La ville est à la remorque de son histoire

Pourtant, il y a six ans, lorsque le gouvernement allemand a quitté Bonn pour Berlin, la nouvelle capitale rêvait à voix haute. Métropole du XXIe siècle, cœur économique de la nouvelle Europe ! C’était sans compter sur les fantômes du passé, analyse Klaus Brake, professeur de développement urbain, co-auteur d’un rapport sur l’avenir de Berlin : "La ville a trois types de dettes. D’abord celles liés à sa partition en deux pendant quarante ans. Berlin ouest, cet îlot au milieu de la RDA, était une économie sous perfusion qui vivait de subventions fédérales. Subventions qui ont disparu après 1990. Ensuite, il y a toutes les dettes liées à la réunification, notamment les travaux d’aménagement et de reconstruction. Enfin, il y a les dettes de fonctionnement que la ville produit elle-même, comme d’autres en ont aussi, par exemple dans la Ruhr." Mais à Berlin, souvent, ces dernières sont encore indirectement liées à l’histoire. Des deux Berlin de la Guerre froide, la ville réunifiée a hérité de trois universités, de quatre orchestres symphoniques et de trois opéras. Ces derniers lui ont ainsi coûté 113 millions d’euros en 2003.

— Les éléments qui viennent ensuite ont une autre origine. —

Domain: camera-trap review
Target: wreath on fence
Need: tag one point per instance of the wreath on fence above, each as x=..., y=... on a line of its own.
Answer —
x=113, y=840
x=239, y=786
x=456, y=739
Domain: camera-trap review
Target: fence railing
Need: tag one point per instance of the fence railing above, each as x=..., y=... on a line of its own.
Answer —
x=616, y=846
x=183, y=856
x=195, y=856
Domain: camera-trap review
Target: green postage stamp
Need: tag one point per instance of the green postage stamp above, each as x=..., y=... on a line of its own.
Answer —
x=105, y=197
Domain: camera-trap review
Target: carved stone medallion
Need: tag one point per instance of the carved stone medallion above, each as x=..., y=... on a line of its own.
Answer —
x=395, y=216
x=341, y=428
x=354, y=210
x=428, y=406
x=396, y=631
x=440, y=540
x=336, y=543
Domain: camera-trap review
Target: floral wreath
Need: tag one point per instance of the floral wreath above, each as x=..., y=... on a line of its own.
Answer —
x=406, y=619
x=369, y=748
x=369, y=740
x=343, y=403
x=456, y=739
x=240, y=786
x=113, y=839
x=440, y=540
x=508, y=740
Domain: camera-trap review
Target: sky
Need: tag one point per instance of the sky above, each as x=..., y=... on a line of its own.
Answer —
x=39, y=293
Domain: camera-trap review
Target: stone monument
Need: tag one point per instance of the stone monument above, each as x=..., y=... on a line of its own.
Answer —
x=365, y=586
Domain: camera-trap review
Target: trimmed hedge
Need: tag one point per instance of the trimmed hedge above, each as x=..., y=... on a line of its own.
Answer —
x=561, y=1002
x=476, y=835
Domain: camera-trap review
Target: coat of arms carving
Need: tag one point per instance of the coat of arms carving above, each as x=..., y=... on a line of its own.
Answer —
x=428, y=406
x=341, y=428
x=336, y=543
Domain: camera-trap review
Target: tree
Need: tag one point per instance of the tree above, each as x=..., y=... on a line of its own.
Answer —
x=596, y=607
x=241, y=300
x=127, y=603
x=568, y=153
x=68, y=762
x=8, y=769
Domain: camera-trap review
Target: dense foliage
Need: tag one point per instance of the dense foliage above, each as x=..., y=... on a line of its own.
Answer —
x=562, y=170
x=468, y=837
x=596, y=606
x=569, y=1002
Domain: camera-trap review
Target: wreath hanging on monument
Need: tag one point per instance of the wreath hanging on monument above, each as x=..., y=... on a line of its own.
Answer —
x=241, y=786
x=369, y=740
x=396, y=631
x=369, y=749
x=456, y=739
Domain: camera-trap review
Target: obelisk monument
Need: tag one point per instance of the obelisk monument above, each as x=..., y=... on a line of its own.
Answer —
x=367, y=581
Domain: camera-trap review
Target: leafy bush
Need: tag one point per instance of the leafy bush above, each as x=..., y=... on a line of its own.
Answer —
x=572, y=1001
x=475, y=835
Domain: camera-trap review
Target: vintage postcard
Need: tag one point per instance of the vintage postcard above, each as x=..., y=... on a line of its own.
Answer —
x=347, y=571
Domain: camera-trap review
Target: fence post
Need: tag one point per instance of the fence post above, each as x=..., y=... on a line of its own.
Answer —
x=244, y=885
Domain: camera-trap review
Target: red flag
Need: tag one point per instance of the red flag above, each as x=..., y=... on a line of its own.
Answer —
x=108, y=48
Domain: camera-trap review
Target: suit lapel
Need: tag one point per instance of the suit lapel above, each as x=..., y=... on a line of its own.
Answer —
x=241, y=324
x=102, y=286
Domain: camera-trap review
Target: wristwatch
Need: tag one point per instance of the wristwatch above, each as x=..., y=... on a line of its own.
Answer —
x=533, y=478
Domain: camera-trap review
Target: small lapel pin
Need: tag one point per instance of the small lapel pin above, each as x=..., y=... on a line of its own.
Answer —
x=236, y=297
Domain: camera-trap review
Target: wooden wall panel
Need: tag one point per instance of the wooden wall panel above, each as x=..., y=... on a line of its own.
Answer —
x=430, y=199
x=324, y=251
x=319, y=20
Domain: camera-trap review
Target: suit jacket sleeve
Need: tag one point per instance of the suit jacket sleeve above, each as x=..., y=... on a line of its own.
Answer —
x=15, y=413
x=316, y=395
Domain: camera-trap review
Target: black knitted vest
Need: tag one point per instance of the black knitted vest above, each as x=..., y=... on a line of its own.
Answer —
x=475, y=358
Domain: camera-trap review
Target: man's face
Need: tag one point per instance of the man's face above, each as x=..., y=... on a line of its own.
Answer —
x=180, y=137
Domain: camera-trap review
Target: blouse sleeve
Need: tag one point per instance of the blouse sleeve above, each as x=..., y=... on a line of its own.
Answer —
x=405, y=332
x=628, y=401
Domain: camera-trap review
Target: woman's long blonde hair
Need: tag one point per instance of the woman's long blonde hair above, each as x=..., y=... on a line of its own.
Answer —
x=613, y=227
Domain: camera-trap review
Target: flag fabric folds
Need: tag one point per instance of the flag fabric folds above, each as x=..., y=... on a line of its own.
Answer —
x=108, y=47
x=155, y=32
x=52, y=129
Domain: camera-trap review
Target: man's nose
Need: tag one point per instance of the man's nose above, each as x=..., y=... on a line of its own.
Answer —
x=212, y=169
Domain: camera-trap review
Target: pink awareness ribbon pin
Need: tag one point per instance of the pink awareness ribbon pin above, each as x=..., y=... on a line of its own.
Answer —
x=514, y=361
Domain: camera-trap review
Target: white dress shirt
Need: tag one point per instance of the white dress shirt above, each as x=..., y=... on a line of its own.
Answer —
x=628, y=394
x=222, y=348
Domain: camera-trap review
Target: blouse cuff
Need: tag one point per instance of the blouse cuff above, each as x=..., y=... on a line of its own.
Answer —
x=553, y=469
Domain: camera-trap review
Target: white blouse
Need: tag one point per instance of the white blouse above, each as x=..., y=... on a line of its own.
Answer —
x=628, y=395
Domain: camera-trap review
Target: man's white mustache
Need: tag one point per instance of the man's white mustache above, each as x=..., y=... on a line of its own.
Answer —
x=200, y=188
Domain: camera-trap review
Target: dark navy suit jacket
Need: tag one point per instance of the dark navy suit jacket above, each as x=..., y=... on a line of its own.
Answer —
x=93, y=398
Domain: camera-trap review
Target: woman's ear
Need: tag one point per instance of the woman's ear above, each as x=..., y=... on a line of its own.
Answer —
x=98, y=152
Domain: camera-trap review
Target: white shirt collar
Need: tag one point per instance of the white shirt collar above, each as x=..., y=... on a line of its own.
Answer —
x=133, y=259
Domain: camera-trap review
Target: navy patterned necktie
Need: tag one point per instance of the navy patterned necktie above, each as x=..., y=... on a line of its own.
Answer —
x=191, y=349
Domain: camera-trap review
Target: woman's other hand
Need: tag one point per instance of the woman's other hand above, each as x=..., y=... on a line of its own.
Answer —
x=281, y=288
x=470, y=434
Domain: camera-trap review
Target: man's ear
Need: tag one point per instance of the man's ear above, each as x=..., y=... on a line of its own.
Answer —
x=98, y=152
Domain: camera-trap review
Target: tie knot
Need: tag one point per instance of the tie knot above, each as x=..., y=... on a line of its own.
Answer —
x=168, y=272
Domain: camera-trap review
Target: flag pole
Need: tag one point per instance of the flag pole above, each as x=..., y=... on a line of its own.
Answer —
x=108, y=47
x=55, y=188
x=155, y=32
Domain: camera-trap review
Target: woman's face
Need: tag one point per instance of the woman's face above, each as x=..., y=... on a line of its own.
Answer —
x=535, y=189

La perspective de voir la dette se réduire dans les dix ans à venir est faible. "Il ne faut pas s’attendre à des rentrées d’argent plus importantes. Reconnaissons-le : Berlin n’a pas une économie florissante." Le professeur Brake aime les euphémismes. A l’exception de l’an 2000 (+ 1%), l’économie de la capitale allemande est en récession depuis huit ans. En importante récession même : -1,3% en 2003, -1,1% en 2002, -1,5% en 2001. Jusqu’à -2,5% en 1996. Optimiste, le sénat de l’Economie - Berlin a le statut de Land et dispose d’un gouvernement composé de ministères appelés "sénats" - a dernièrement annoncé son espoir de renouer avec la croissance cette année. Mais les experts en doutent. Le tissu économique de la ville est trop lâche. Les firmes ont fui du temps du Mur. Pour compenser, Berlin a laissé son administration et les entreprises publiques gonfler au fil des années. Il ne fallait laisser personne sur le carreau et soutenir par tous les moyens l’autonomie de la ville. Berlin, vitrine du monde libre... l’enjeu était plus qu’économique. Avec la chute du Mur, rien n’a changé. Toujours aussi peu d’entreprises - 151000 pour 883 km² contre 295000 à Paris, 105 km² - et toujours autant de fonctionnaires (49 pour 100 habitants contre 25 à Munich). Une grande partie des recettes fiscales part en frais de personnel. Avec, parfois, une absurdité à la Ionesco. Ainsi le cas du département des réserves alimentaires, créé pour gérer l’approvisionnement de la ville en cas de blocus : les réserves alimentaires ont disparu mais pas le département ! Quant aux entreprises publiques, elles sont malheureusement souvent déficitaires. - 220 millions d’euros pour la régie des transports en 2003 par exemple.

Sony prend la tangente

L’économie berlinoise manque de compétitivité pour attirer les investisseurs. Les entreprises ne sont pas revenues. Explication cynique de Klaus Brake : "Il faut bien voir que les entreprises choisissent de s’installer à un endroit uniquement pour des raisons financières. Elles ne vont pas là où il n’y a pas d’argent. Or, Berlin n’a pas les moyens de les appâter." Ces dix dernières années, Prague et Vienne se sont ainsi révélées plus dynamiques pour drainer les échanges est-ouest. La part de l’économie berlinoise dans les exportations allemandes vers l’Europe centrale et orientale, multipliées par deux en dix ans, est passée de 4,1% en 1992 à 1,8% en 1999. Pour leurs sièges sociaux, les grands groupes préfèrent, en Allemagne, Munich et Francfort, mieux desservies depuis l’Amérique et l’Asie ; en Europe, Paris ou Londres, aux adresses plus prestigieuses. Sony a bien son siège européen sur la Potsdamer Platz. Mais la multinationale a annoncé dernièrement sa volonté de déménager, découragée par l’absence de vols directs avec le Japon.